Milei, an economist and member of Argentina’s lower house of Congress, wants to sharply cut spending, ease stringent capital controls and eventually dollarize the economy. The moves, in theory, should be positive for markets, but could be hard to pull off in an economy beset by triple-digit inflation, negative net foreign currency reserves, rising poverty and a sliding currency. A $44 billion loan program with the International Monetary Fund (IMF) also is wobbling dangerously.
Bullrich, who was a minister in former President Mauricio Macri’s market-friendly government, is also pledging to cut the fiscal deficit and halt money printing.

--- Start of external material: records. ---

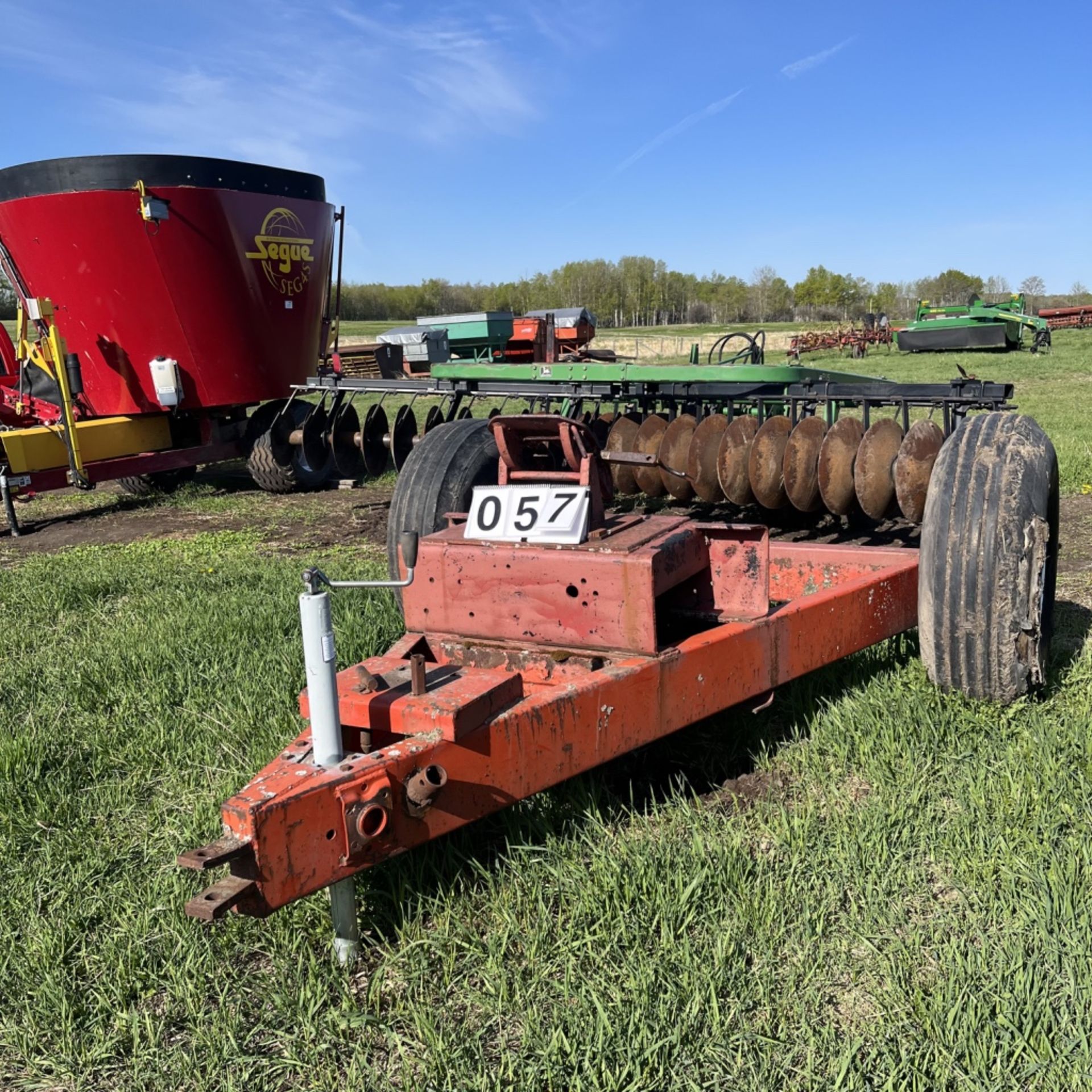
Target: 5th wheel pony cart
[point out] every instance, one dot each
(528, 661)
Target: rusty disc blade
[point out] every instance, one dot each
(801, 466)
(623, 437)
(766, 461)
(648, 444)
(371, 440)
(601, 427)
(873, 478)
(406, 429)
(913, 466)
(674, 450)
(434, 417)
(834, 471)
(732, 458)
(317, 437)
(701, 460)
(343, 431)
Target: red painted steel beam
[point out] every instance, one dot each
(149, 462)
(504, 720)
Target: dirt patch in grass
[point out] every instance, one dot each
(221, 500)
(738, 794)
(1076, 519)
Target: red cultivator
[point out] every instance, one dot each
(852, 340)
(527, 662)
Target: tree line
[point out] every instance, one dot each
(643, 292)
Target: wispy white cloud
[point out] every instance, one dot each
(680, 127)
(806, 64)
(662, 138)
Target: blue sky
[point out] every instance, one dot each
(490, 140)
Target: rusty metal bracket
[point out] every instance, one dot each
(214, 854)
(367, 812)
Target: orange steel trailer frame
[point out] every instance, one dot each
(527, 664)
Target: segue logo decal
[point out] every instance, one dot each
(284, 254)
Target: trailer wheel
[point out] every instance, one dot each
(148, 485)
(439, 478)
(278, 465)
(988, 559)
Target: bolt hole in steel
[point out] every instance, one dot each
(373, 821)
(649, 437)
(766, 462)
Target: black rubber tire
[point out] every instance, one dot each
(148, 485)
(280, 468)
(988, 559)
(439, 478)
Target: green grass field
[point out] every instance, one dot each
(899, 900)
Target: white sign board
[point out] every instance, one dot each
(535, 514)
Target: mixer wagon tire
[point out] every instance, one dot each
(280, 466)
(439, 478)
(149, 485)
(988, 559)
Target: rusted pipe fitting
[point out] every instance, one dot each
(423, 787)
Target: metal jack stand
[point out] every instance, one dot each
(329, 750)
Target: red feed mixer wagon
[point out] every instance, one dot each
(160, 297)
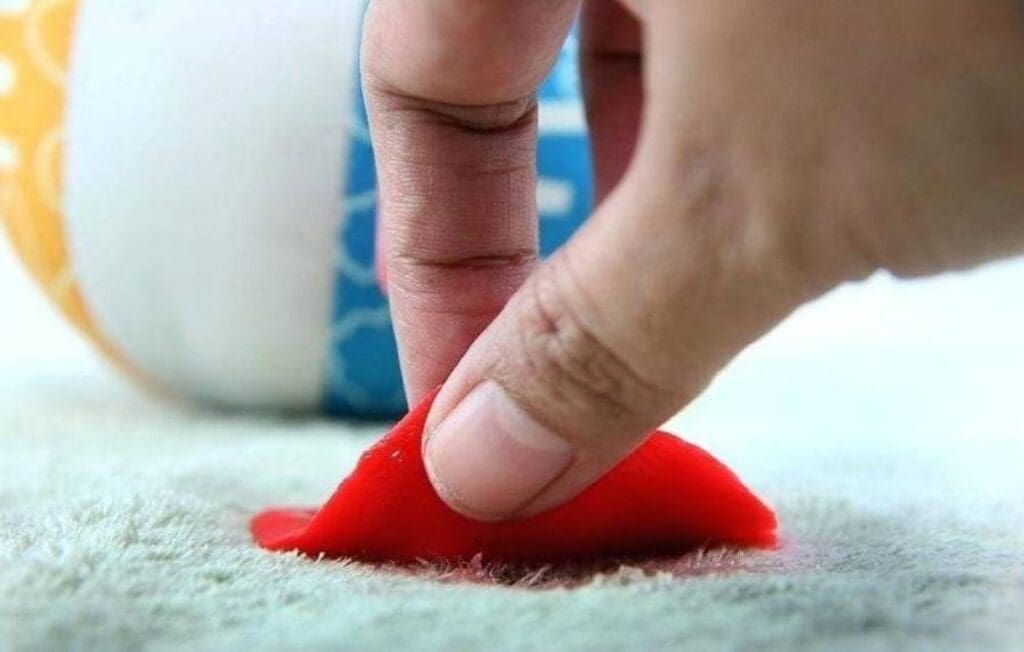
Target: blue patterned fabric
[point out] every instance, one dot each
(361, 378)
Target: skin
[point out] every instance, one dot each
(749, 157)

Massa, who represents a more centrist bloc in the ruling coalition, has pledged a zero deficit for 2024, though he has opened the spending taps recently to bolster his election hopes.
Rob Citrone, founder of U.S.-based hedge fund Discovery Capital Management, said Argentina presented one of the best opportunities in emerging markets.
“They’re supporting someone who’s very radical in his views in terms of a real free market and a smaller government,” he said of Milei. “These are very liberal ideas from an economic perspective, so I think it’s a generational change.”
UNPOPULAR POPULISM
A key takeaway from the August primaries for investors was the perceived weakness of Vice President Cristina Fernandez de Kirchner, a left-wing populist and former two-term president who has long butted heads with investors.
Fernandez de Kirchner, who established currency controls and presided over a sovereign debt default during her presidency, has taken a back seat in the run-up to the election.
After recently hosting an investor trip to Buenos Aires, BancTrust & Co analysts said the main takeaway from meetings was “confirmation that the focus of the policy debate has shifted to a market-friendly framework.”
“We also found a consensus that Kirchnerism would progressively exit the center of the political stage no matter who wins the elections,” they wrote in a note.
DEPRESSED PRICES
Argentina’s bond prices in cents on the dollar trade between the high 20s and low 30s – far below even countries currently in default, like Ghana or Sri Lanka, which trade in the mid 40s.
The depressed values offer another reason to be bullish on Argentina’s debt, said Thomas Haugaard, a portfolio manager on the emerging markets debt hard currency team at Janus Henderson Investments in Copenhagen.
“We have a small overweight in Argentina, but it is probably more of a valuation argument right now than it is a very clear baseline scenario,” Haugaard said. “I think most investors are struggling a little bit to figure out what is the baseline scenario.”
There is also lingering concern over a possible Milei administration, given his party would likely face a hostile and divided Congress that would try to obstruct any proposed reforms.
Morgan Stanley said in a recent note that it wasn’t yet time to turn bullish on Argentina, despite a recent drop in bond prices, though a “path to the bull case scenario remains.”
Armando Armenta, an analyst for Latin American fixed-income and currency markets at AllianceBernstein in New York, said it was a mixed picture.
“The performance of Milei and Bullrich as signals of a demand for change from the current unsustainable policies should be welcomed by investors,” he said.
“However, Milei’s plans and ability to deliver such change were he to win are not clear yet, moderating the positive impact from the expected outcome.”